O Conselho Administrativo de Defesa Econômica (Cade) deu sinal verde definitivo para a venda de mais um ativo de geração distribuída da Raízen (RAIZ4) para o Grupo Gera Energia. A transação envolve a alienação de 100% da Bio Polaris, empresa voltada à geração de energia a partir de biogás.
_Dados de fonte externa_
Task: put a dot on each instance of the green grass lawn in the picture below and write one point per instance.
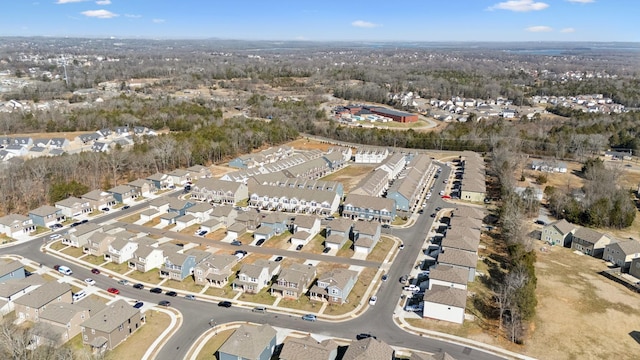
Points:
(346, 250)
(211, 347)
(263, 297)
(119, 268)
(152, 276)
(380, 251)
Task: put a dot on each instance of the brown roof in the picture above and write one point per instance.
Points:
(450, 274)
(446, 295)
(307, 348)
(368, 349)
(248, 341)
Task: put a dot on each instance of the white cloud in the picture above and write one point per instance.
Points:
(100, 14)
(364, 24)
(519, 5)
(539, 28)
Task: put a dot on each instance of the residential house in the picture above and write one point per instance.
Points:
(120, 250)
(294, 281)
(219, 191)
(254, 277)
(249, 342)
(46, 216)
(460, 258)
(369, 349)
(124, 194)
(111, 326)
(449, 276)
(16, 225)
(215, 271)
(99, 199)
(80, 235)
(65, 320)
(161, 181)
(558, 233)
(180, 177)
(308, 348)
(98, 243)
(30, 305)
(178, 264)
(72, 206)
(334, 286)
(199, 172)
(365, 236)
(143, 187)
(11, 270)
(277, 221)
(363, 207)
(146, 258)
(226, 214)
(622, 253)
(590, 242)
(445, 303)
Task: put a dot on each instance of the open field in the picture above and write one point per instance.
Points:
(350, 176)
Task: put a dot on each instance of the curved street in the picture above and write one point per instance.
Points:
(198, 314)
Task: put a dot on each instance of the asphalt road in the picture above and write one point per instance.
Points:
(197, 315)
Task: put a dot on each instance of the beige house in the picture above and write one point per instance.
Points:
(215, 271)
(31, 305)
(109, 327)
(65, 319)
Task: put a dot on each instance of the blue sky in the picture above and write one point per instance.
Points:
(347, 20)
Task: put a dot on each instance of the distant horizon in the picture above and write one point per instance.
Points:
(328, 21)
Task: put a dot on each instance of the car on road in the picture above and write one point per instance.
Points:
(309, 317)
(138, 304)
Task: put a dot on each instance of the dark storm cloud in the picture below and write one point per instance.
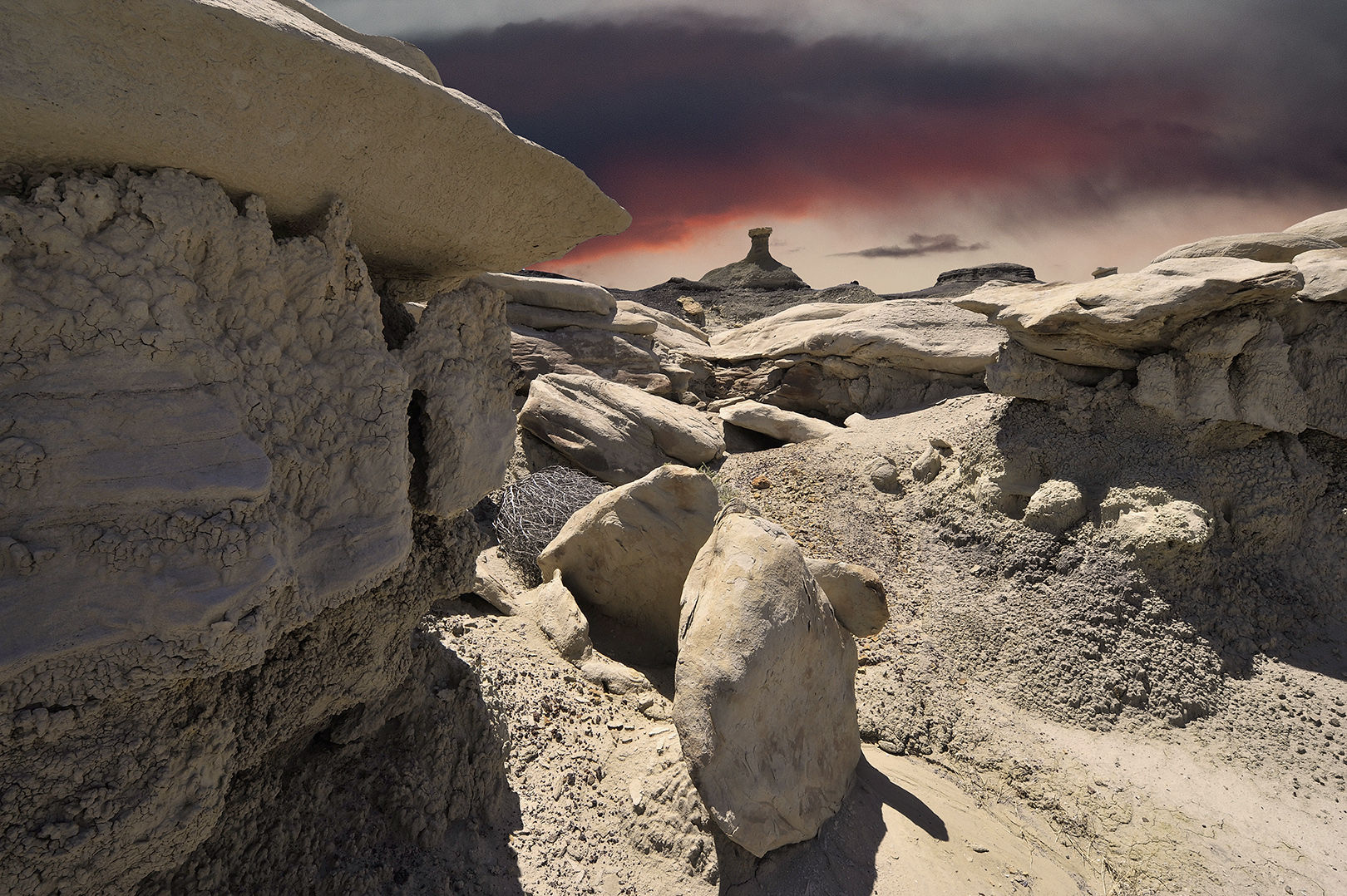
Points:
(693, 121)
(918, 245)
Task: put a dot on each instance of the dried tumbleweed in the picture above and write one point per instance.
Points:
(535, 510)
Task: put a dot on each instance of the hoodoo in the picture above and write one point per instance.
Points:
(758, 270)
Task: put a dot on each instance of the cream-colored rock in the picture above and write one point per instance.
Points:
(856, 594)
(1257, 247)
(264, 97)
(628, 551)
(1153, 526)
(205, 495)
(496, 583)
(458, 357)
(540, 318)
(613, 431)
(1330, 225)
(787, 426)
(1055, 507)
(1108, 322)
(764, 696)
(551, 293)
(619, 357)
(1325, 275)
(553, 607)
(1226, 369)
(925, 334)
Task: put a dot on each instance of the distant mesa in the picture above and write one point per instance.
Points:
(758, 270)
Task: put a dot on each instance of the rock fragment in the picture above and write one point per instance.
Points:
(787, 426)
(764, 696)
(628, 551)
(1257, 247)
(613, 431)
(856, 594)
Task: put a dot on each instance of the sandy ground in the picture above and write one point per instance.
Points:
(984, 770)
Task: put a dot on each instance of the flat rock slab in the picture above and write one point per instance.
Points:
(550, 293)
(613, 431)
(927, 334)
(1106, 321)
(1257, 247)
(278, 100)
(1330, 225)
(539, 318)
(1325, 275)
(856, 593)
(628, 551)
(764, 697)
(787, 426)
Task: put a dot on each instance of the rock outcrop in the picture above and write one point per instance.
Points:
(614, 431)
(1330, 225)
(403, 162)
(787, 426)
(764, 696)
(1258, 247)
(838, 360)
(856, 594)
(757, 271)
(1240, 345)
(628, 551)
(236, 477)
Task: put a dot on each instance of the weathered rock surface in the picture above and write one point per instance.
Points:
(758, 270)
(1330, 225)
(628, 553)
(856, 594)
(210, 421)
(553, 293)
(1055, 507)
(787, 426)
(619, 357)
(764, 697)
(1106, 322)
(614, 431)
(925, 334)
(458, 359)
(539, 318)
(1325, 275)
(1257, 247)
(402, 163)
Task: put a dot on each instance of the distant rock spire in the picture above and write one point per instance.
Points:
(758, 270)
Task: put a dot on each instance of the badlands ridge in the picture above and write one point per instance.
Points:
(343, 555)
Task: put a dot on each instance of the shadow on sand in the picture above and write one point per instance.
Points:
(842, 857)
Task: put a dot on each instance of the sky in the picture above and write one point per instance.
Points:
(888, 140)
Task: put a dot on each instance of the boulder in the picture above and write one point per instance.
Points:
(284, 128)
(925, 334)
(1258, 247)
(856, 594)
(1330, 225)
(1110, 321)
(757, 271)
(1325, 275)
(787, 426)
(628, 551)
(764, 696)
(553, 293)
(539, 318)
(496, 583)
(613, 431)
(1055, 507)
(1152, 526)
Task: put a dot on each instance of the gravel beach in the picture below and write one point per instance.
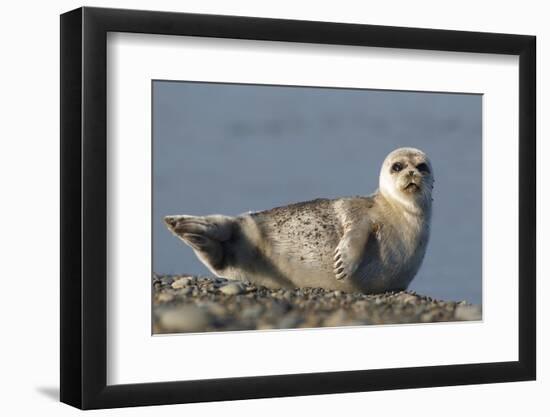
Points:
(184, 303)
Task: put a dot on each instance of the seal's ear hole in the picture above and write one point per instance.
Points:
(423, 168)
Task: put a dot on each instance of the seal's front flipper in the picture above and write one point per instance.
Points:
(350, 250)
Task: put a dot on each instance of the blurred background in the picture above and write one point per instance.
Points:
(232, 148)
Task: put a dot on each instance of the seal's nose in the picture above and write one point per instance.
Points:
(171, 221)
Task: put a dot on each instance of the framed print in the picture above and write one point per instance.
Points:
(291, 207)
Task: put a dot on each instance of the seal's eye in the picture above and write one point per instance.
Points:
(398, 166)
(423, 168)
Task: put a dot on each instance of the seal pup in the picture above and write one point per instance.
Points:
(371, 244)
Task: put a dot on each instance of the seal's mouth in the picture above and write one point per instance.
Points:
(412, 187)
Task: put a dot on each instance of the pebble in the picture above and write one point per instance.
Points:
(232, 289)
(184, 303)
(181, 282)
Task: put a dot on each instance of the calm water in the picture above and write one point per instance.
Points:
(228, 149)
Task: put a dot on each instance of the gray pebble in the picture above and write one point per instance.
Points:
(232, 288)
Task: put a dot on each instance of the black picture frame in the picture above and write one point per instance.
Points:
(84, 207)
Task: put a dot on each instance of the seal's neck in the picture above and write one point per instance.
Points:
(414, 211)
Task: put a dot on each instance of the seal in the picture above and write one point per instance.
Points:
(371, 244)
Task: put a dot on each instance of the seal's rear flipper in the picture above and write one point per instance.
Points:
(204, 234)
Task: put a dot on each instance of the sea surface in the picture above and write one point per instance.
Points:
(229, 149)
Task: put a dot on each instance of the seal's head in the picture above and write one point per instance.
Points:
(407, 178)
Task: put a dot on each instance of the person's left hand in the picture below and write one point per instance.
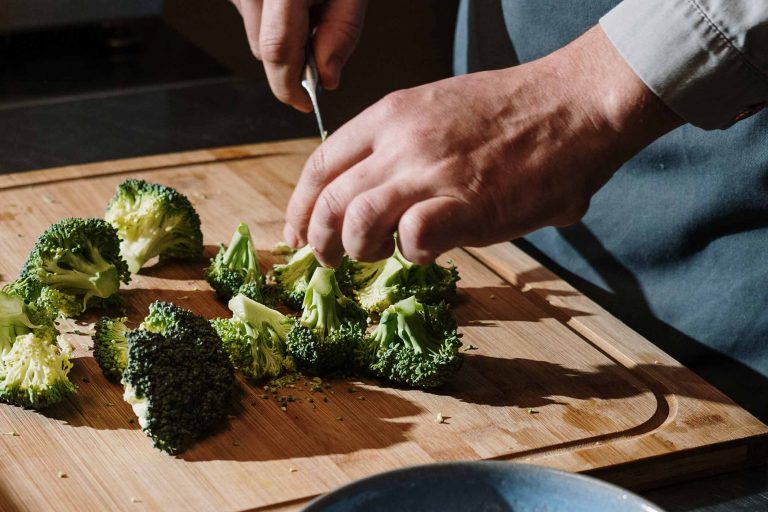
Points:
(477, 159)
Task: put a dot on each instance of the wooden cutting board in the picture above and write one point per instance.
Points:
(554, 379)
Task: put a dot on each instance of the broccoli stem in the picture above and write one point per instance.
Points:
(320, 309)
(241, 253)
(97, 277)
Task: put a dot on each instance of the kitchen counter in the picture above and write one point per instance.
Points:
(227, 111)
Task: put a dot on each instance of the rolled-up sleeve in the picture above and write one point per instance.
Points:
(706, 59)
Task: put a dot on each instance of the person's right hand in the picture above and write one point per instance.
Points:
(278, 31)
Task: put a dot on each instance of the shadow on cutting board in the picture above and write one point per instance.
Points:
(528, 383)
(491, 304)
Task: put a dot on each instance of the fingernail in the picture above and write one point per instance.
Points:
(290, 236)
(334, 71)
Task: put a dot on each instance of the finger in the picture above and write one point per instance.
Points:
(331, 209)
(282, 39)
(336, 36)
(373, 216)
(431, 227)
(349, 145)
(250, 10)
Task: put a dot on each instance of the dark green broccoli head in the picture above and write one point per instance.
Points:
(235, 265)
(80, 257)
(14, 321)
(178, 379)
(33, 373)
(254, 337)
(154, 220)
(414, 344)
(110, 346)
(331, 325)
(323, 355)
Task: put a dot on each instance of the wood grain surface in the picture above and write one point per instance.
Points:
(554, 379)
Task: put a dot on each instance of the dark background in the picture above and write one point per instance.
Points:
(184, 78)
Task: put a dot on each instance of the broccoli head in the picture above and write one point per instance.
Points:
(34, 373)
(413, 344)
(322, 341)
(254, 337)
(14, 321)
(235, 265)
(79, 257)
(293, 276)
(178, 379)
(110, 346)
(382, 283)
(154, 220)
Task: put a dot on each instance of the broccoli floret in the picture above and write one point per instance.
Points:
(379, 284)
(79, 257)
(110, 346)
(254, 337)
(382, 283)
(178, 379)
(293, 276)
(14, 321)
(154, 220)
(34, 373)
(414, 344)
(235, 265)
(262, 293)
(331, 325)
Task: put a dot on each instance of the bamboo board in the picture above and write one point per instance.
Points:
(554, 380)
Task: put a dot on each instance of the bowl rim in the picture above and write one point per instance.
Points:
(329, 497)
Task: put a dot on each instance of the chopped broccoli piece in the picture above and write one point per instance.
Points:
(331, 325)
(262, 293)
(414, 344)
(14, 321)
(154, 220)
(293, 276)
(178, 379)
(34, 373)
(382, 283)
(254, 337)
(79, 257)
(235, 266)
(110, 346)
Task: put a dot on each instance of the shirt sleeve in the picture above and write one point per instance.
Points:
(706, 59)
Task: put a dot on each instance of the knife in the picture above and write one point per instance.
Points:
(310, 83)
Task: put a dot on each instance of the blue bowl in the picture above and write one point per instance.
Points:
(480, 486)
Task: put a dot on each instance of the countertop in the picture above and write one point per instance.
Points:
(224, 111)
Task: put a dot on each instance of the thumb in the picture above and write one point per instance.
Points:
(434, 226)
(336, 36)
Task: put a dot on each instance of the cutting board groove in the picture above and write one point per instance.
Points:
(555, 379)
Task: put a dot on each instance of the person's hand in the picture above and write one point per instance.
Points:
(476, 159)
(278, 31)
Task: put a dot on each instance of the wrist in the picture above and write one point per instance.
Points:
(617, 101)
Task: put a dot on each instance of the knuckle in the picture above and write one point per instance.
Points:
(275, 50)
(393, 104)
(414, 231)
(330, 207)
(316, 172)
(361, 216)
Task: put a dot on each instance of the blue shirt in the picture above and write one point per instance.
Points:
(676, 244)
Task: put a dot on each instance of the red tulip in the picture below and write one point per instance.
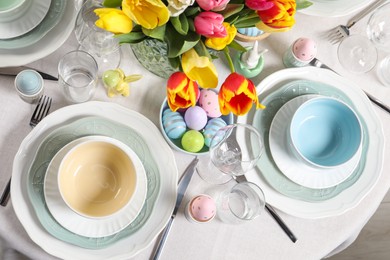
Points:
(237, 94)
(181, 91)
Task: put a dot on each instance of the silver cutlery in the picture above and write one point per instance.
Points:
(181, 189)
(13, 71)
(274, 214)
(342, 31)
(317, 63)
(39, 113)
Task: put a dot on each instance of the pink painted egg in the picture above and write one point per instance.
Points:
(305, 49)
(195, 118)
(208, 100)
(202, 208)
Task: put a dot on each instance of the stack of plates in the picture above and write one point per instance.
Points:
(44, 26)
(41, 220)
(274, 172)
(334, 8)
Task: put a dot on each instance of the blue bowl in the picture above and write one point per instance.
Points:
(325, 132)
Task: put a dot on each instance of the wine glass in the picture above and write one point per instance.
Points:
(358, 53)
(101, 44)
(234, 150)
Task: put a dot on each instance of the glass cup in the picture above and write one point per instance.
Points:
(78, 76)
(243, 202)
(101, 44)
(234, 150)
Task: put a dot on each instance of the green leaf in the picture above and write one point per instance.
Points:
(177, 43)
(112, 3)
(156, 33)
(180, 23)
(231, 9)
(132, 37)
(302, 4)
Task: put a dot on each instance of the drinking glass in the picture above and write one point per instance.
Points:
(234, 150)
(78, 76)
(243, 202)
(101, 44)
(358, 53)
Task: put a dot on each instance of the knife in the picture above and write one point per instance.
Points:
(317, 63)
(181, 190)
(273, 213)
(13, 71)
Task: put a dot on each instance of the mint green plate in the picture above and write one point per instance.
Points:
(62, 136)
(262, 121)
(52, 18)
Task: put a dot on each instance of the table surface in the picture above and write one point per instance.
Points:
(259, 239)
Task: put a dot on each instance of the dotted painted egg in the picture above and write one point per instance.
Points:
(195, 118)
(208, 100)
(174, 125)
(202, 208)
(304, 49)
(211, 128)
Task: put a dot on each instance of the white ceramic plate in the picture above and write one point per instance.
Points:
(128, 246)
(294, 168)
(371, 169)
(45, 46)
(91, 227)
(34, 14)
(335, 8)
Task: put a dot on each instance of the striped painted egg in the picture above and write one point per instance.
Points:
(174, 125)
(213, 125)
(251, 31)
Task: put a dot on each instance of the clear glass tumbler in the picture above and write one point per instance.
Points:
(78, 76)
(243, 202)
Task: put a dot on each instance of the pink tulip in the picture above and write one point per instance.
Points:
(210, 25)
(215, 5)
(259, 5)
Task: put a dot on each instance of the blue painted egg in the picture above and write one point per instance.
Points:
(195, 118)
(211, 128)
(174, 125)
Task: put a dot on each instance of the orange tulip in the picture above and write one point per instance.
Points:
(237, 94)
(181, 91)
(280, 17)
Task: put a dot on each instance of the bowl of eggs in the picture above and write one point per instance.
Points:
(190, 130)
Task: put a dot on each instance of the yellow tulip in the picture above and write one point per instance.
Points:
(220, 43)
(113, 20)
(200, 69)
(147, 13)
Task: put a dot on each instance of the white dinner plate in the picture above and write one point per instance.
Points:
(335, 8)
(45, 46)
(29, 18)
(370, 168)
(129, 245)
(294, 168)
(90, 227)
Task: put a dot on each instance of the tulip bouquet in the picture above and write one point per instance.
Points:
(191, 29)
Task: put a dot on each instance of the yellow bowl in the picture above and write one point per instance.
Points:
(97, 178)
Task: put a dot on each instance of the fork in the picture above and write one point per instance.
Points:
(40, 112)
(342, 31)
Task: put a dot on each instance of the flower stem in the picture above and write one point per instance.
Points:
(229, 59)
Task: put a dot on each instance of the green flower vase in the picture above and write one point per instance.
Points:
(152, 54)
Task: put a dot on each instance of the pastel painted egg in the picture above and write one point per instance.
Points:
(192, 141)
(202, 208)
(305, 49)
(195, 118)
(174, 125)
(208, 100)
(211, 128)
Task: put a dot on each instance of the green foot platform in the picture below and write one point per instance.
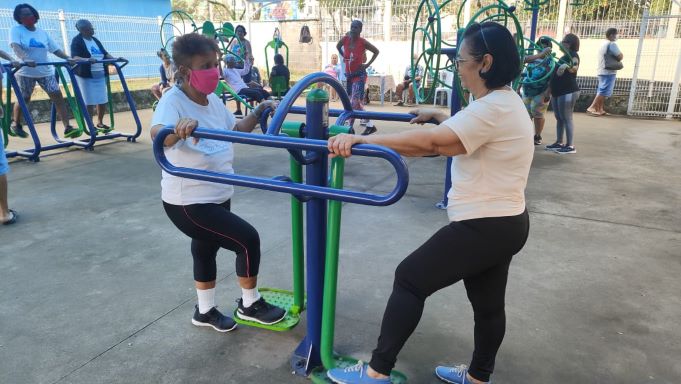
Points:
(282, 299)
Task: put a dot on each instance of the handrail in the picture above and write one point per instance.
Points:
(284, 186)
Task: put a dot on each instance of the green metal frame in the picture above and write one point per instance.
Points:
(73, 104)
(7, 117)
(223, 87)
(275, 44)
(431, 43)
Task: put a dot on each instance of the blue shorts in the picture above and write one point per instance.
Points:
(4, 167)
(606, 83)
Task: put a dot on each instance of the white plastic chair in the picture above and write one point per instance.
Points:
(448, 78)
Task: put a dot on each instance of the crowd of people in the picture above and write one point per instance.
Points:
(488, 218)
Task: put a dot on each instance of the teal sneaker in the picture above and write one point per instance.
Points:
(454, 375)
(355, 374)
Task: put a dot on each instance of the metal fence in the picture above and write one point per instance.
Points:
(654, 89)
(135, 38)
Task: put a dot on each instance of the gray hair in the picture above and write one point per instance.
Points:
(82, 23)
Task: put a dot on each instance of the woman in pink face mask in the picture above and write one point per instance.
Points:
(201, 210)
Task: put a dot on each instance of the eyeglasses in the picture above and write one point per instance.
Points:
(458, 60)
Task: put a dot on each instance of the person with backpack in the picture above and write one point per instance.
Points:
(352, 48)
(606, 76)
(535, 89)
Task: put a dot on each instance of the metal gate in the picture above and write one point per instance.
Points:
(655, 83)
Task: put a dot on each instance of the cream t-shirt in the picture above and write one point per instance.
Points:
(209, 155)
(490, 180)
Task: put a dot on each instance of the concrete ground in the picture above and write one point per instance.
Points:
(96, 283)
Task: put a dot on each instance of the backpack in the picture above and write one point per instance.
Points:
(305, 35)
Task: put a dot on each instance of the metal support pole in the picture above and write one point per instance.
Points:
(533, 25)
(562, 12)
(307, 355)
(639, 49)
(387, 19)
(64, 36)
(455, 107)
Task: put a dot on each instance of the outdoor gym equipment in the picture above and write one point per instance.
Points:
(275, 44)
(429, 47)
(321, 197)
(75, 101)
(177, 23)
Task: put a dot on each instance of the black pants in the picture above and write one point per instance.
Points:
(476, 251)
(211, 227)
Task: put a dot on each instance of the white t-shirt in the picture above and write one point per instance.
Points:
(490, 180)
(210, 155)
(95, 53)
(614, 49)
(36, 44)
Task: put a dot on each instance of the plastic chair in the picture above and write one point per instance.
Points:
(279, 86)
(448, 78)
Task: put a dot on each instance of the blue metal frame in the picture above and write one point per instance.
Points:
(86, 114)
(315, 192)
(33, 154)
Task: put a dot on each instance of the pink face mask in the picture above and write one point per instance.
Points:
(204, 80)
(28, 21)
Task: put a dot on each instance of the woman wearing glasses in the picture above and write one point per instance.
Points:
(491, 141)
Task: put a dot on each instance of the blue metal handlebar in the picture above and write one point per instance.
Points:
(284, 186)
(103, 61)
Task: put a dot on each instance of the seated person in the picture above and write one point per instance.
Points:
(256, 80)
(279, 69)
(407, 84)
(233, 78)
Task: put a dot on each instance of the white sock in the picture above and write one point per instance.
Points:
(249, 296)
(206, 299)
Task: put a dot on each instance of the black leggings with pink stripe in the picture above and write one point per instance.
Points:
(211, 227)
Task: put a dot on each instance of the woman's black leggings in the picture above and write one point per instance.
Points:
(476, 251)
(211, 227)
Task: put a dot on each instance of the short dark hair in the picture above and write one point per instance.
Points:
(494, 39)
(544, 42)
(192, 44)
(572, 41)
(17, 9)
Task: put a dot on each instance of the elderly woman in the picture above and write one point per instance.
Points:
(90, 76)
(168, 71)
(491, 141)
(31, 45)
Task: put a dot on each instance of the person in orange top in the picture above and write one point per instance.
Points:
(352, 48)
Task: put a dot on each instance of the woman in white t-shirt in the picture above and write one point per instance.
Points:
(90, 77)
(201, 209)
(492, 145)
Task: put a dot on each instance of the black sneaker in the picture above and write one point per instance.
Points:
(213, 318)
(554, 147)
(261, 312)
(17, 130)
(71, 132)
(369, 130)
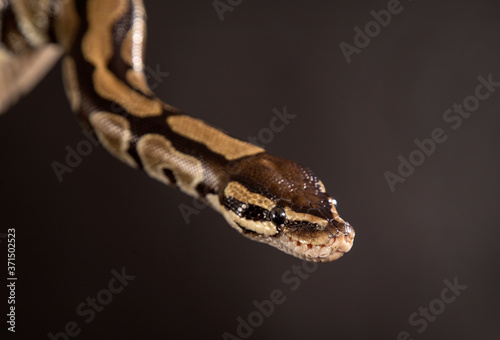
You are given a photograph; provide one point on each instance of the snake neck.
(107, 88)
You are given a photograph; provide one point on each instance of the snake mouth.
(316, 245)
(318, 248)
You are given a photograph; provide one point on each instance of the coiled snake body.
(266, 198)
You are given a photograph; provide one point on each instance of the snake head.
(278, 202)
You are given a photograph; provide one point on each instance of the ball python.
(101, 43)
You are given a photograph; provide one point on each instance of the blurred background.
(437, 227)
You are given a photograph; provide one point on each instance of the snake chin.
(336, 243)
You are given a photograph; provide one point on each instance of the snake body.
(265, 198)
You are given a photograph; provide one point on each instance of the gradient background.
(353, 121)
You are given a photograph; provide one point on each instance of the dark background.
(353, 121)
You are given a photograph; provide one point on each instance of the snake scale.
(101, 42)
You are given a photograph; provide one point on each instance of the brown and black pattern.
(266, 198)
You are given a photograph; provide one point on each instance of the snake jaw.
(329, 244)
(336, 246)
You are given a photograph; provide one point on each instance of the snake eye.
(334, 202)
(278, 216)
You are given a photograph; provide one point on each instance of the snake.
(101, 45)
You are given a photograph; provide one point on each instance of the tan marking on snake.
(218, 142)
(241, 193)
(97, 48)
(114, 133)
(157, 153)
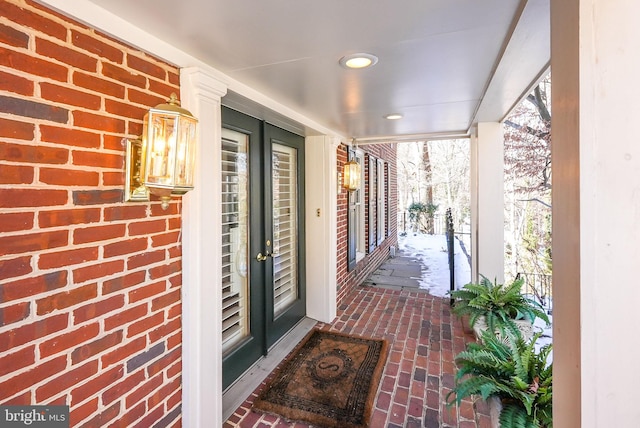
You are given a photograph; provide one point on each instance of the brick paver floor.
(424, 339)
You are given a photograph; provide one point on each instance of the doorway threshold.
(237, 393)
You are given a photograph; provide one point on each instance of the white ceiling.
(443, 64)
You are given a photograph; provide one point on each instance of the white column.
(487, 202)
(321, 226)
(202, 259)
(596, 211)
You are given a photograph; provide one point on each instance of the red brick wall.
(89, 286)
(347, 280)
A movimentação aprofunda a estratégia da Raízen de se desfazer de ativos periféricos para focar em seu core business, seguindo o rastro de uma operação maior realizada no ano passado, quando a companhia vendeu 55 usinas por cerca de R$ 600 milhões.
Apesar da venda de ativos, o foco principal do mercado está na complexa reestruturação financeira da companhia. A Raízen, que se encontra em processo de recuperação extrajudicial, apresentou aos seus credores uma proposta para equacionar um passivo de US$ 12,6 bilhões. O plano é agressivo e busca atacar diretamente a alavancagem da empresa, que atualmente está em 5,3 vezes o Ebitda.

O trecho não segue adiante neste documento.